Add New Export Taxon To Solve All (?) of the Problems With Research Grade

Platform(s): all

URLs: n/a

Description of need:

A number of changes have been introduced in the past year or so in an attempt to resolve complexities and issues surrounding infraspecies / subspecies in relation to the data quality assessment, observation taxon behavior, and when and how things become research grade.

My impression is that these changes have been attempts to alleviate (but not necessarily solve) the underlying issues and complexities by means of small and minimally disruptive (from a software engineering standpoint) software changes. However, because these changes “double down” on a system which conflates two separate concerns, they’ve (in my opinion) failed to satisfy every perspective and use case. This failure is evidenced by yet another (and ongoing) discussion to make another such change – see https://www.inaturalist.org/blog/122781-proposed-change-to-subspecies-labels-try-the-demo-and-vote .
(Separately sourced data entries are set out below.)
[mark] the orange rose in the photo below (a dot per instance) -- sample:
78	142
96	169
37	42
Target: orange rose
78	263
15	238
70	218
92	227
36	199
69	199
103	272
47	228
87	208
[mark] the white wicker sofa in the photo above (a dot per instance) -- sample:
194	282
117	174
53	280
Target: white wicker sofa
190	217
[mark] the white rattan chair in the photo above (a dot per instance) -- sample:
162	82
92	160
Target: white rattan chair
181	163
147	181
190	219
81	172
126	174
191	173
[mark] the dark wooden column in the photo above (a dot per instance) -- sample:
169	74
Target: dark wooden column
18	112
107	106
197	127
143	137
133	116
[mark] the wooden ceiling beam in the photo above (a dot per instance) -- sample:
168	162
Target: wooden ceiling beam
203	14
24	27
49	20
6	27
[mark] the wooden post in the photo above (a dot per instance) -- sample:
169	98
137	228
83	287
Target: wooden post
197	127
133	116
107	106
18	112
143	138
In my opinion, every (or more) perspectives and use cases will continue to fail to be well met until we separate the concerns of whether something needs further identification and whether something should be exported to GBIF – a separation that many have requested in various forms over the years. This feature request proposes and details a separation of those two concerns via a new concept called an “Export Taxon”.

Feature request details:

Observation Taxon: The logic to determine what the observation taxon is set to should be the same across all taxonomic ranks. Any previously implemented behavior within this logic which results in a different output when the existing or potential new observation taxon is at or below the rank of species should be removed.

I may be missing a few details here, but if I understand the current logic correctly, the new observation taxon determination logic should be something like as follows:

  • Initial value of Observation Taxon, prior to any identifications, is Unknown.
  • If active IDs from the observer are present and the observer has opted out of community ID, then the observation taxon is whatever the observer identified the observation as.
  • If active IDs are present and the observer has not opted out of community ID, then the observation taxon is “led along” by an evaluation of community taxon consensus and leading identifications.
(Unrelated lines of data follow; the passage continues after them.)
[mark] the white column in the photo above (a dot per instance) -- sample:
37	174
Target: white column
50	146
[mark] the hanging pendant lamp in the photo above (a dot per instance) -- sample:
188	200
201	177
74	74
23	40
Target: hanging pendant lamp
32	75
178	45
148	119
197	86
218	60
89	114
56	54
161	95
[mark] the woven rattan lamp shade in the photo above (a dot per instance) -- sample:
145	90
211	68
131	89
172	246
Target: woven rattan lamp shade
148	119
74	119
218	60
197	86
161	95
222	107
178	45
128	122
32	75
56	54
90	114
Community Taxon: I’m not aware of any behavior within the community taxon setting logic that changes when we’re dealing with a rank of species or below. To the extent my understanding aligns with reality, I don’t believe any changes to how community taxon is set are needed. It should continue to be set in line with the details provided here: https://help.inaturalist.org/en/support/solutions/articles/151000173076-what-are-the-community-taxon-and-the-observation-taxon- .

Export Taxon: Implement a new entity called the Export Taxon. The export taxon should be set to the lowest ranking taxon which both the observation taxon and the community taxon agree upon, but only once/while that agreement exists at a rank of (?) or below family. The export taxon should take the place of the observation taxon in terms of what gets sent to GBIF, and could be made visible on observations somehow.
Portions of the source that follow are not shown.